George Coe, Jr., appeals the 175-month term of imprisonment imposed following his guilty plea conviction to conspiracy to commit wire fraud. See 18 U.S.C. §§ 371, 1343, 1349, 2326. Coe argues that (1) the district court clearly erred in enhancing his offense level by two levels pursuant to U.S.S.G. § 3Al.l(b)(l) based on his knowledge of the vulnerability of a victim of the offense; (2) the district court committed procedural error in sentencing him on the basis of clearly erroneous facts regarding his criminal history; (3) the district court committed procedural error in failing to adequately explain the reasons for the above-guidelines sentence; and (4) his sentence is substantively unreasonable.
Pursuant to Gall v. United States, 552 U.S. 38, 49-51, 128 S.Ct. 586, 169 L.Ed.2d 445 (2007), this court engages in a bifurcated review process of the sentence imposed by the district court. United States v. Delgado-Martinez, 564 F.3d 750, 752 (5th Cir.2009). First, this court considers whether the district court committed a “significant procedural error,” such as miscalculating the advisory guidelines range. Id. at 752-53. If there is no error or the error is harmless, this court may proceed to the second step and review the substantive reasonableness of the sentence imposed for an abuse of discretion. Id. at 753. Although Coe preserved his challenge to the district court’s application of the vulnerable victim enhancement by raising the issue in the district court, Coe failed to preserve his remaining appellate issues, and, therefore, those issues are reviewable for plain error only. See Puckett v. United States, 556 U.S. 129, 135, 129 S.Ct. 1423, 173 L.Ed.2d 266 (2009); United States v. Mondragon-Santiago, 564 F.3d 357, 361 (5th Cir.2009).
“[T]he determination of whether a victim is vulnerable is a factual finding that the district court is best-suited to make.” United States v. Wilcox, 631 F.3d 740, 753-54 (5th Cir.), cert. denied, — U.S. -, 131 S.Ct. 2921, 179 L.Ed.2d 1260 (2011). Contrary to Coe’s assertion, a victim need not be targeted for the two-level increase in United States Sentencing Guideline § 3Al.l(b)(l) to apply. United States v. Gonzales, 436 F.3d 560, 585 (5th Cir.2006). Coe does not dispute that he secured from the internet lists of names of potential victims, talked to victims of the scheme on the phone, and could tell that some of the victims were elderly. Coe also does not dispute that some victims were “reloaded.” Because it was plausible in light of the record as a whole that Coe knew or should have known that at least one of the victims of his offense conduct was a vulnerable victim, Coe has not demonstrated that the district court clearly erred. See Wilcox, 631 F.3d at 756.

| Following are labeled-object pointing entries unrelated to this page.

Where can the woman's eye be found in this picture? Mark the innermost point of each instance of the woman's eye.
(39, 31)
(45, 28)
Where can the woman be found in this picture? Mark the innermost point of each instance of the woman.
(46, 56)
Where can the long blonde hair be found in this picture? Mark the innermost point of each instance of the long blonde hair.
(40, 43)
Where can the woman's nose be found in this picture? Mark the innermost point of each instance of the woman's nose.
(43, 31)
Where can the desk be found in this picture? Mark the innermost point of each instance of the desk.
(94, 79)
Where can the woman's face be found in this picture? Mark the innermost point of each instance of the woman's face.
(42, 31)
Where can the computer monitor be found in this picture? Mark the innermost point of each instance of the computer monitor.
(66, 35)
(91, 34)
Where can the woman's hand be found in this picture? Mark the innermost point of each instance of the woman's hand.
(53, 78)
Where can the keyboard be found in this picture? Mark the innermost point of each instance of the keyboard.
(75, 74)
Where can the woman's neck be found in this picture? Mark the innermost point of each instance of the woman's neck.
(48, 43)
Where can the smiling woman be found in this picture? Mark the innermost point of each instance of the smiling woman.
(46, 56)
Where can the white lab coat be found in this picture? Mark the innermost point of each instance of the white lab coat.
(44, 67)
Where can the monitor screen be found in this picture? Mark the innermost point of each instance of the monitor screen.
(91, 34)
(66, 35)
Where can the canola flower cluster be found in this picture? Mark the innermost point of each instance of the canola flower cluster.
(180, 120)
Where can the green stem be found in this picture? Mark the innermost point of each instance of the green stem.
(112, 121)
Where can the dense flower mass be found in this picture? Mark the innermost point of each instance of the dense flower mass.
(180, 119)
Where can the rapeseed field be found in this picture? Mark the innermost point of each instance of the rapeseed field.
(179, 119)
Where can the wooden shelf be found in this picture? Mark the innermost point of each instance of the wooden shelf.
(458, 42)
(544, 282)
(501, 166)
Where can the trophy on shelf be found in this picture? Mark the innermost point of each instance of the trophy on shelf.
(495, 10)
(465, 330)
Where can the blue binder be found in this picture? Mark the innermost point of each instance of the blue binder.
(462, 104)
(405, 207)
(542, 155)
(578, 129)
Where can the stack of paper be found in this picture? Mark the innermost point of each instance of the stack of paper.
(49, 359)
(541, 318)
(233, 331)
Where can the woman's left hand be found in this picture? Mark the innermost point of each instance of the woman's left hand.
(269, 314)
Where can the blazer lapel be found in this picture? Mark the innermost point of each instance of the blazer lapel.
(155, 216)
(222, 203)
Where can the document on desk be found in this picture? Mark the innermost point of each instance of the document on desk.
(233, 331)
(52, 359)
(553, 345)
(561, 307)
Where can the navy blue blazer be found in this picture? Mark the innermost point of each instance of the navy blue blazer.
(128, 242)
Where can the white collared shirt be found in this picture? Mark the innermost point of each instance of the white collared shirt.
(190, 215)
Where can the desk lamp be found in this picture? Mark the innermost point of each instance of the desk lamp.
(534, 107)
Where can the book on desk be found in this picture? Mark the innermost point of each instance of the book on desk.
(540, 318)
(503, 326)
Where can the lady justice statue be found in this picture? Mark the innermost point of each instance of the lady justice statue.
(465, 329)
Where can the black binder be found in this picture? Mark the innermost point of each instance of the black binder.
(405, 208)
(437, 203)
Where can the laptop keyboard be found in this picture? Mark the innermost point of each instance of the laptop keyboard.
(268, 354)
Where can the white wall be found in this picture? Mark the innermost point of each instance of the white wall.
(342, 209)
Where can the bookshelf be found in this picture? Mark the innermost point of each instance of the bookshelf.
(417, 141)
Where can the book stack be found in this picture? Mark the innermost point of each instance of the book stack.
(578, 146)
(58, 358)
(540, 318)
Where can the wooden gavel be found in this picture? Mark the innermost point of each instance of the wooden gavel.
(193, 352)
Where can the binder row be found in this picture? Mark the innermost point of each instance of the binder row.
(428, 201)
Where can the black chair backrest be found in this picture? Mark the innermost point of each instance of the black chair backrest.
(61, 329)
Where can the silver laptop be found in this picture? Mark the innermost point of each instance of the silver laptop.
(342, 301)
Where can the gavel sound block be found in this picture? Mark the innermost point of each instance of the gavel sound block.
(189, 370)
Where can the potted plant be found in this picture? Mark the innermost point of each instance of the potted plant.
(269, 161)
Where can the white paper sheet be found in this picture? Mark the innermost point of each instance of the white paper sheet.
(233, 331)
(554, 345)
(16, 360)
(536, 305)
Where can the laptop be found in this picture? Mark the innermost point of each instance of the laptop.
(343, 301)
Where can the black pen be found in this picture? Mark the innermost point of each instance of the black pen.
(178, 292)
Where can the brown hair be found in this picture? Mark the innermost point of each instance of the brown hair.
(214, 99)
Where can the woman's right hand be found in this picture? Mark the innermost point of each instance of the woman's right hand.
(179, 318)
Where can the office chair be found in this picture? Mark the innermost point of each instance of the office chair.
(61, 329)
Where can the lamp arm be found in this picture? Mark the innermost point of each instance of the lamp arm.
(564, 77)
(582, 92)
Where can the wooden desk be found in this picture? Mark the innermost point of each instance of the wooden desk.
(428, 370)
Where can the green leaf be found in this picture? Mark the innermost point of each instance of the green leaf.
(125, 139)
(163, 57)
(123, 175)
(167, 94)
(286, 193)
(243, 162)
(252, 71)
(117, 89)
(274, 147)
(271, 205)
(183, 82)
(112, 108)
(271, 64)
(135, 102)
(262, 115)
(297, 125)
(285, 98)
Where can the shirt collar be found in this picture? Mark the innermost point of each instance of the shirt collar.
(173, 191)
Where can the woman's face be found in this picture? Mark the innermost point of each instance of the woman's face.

Coe has not demonstrated error, plain or otherwise, with respect to his argument that the court imposed his sentence on the basis of clearly erroneous facts. See Gall, 552 U.S. at 51, 128 S.Ct. 586; Puckett, 556 U.S. at 135, 129 S.Ct. 1423. Contrary to Coe’s argument that the district court failed to rule on his motion for a downward departure from the Guidelines, the court expressly considered the motion at sentencing and implicitly denied the motion for a below-guidelines sentence when im*956posing the upward variance. Because the record shows that the district court “carefully explained” its reasons for imposing an upward variance, Coe has not demonstrated error, plain or otherwise with respect to his argument that the district court procedurally erred in failing to provide an adequate explanation for the sentence. United States v. Smith, 440 F.3d 704, 708 (5th Cir.2006); see also United States v. Mares, 402 F.3d 511, 519 (5th Cir.2005).
The district court’s determination that a 175-month sentence was appropriate is justified by the 18 U.S.C. § 3553(a) factors and is not unreasonable under the circumstances. Coe has not demonstrated plain error with respect to his substantive reasonableness argument. See United States v. Brantley, 537 F.3d 347, 349-50 (5th Cir.2008). Accordingly, the judgment of the district court is AFFIRMED.
Pursuant to 5th Cir. R. 47.5, the court has determined that this opinion should not be published and is not precedent except under the limited circumstances set forth in 5th Cir. R. 47.5.4.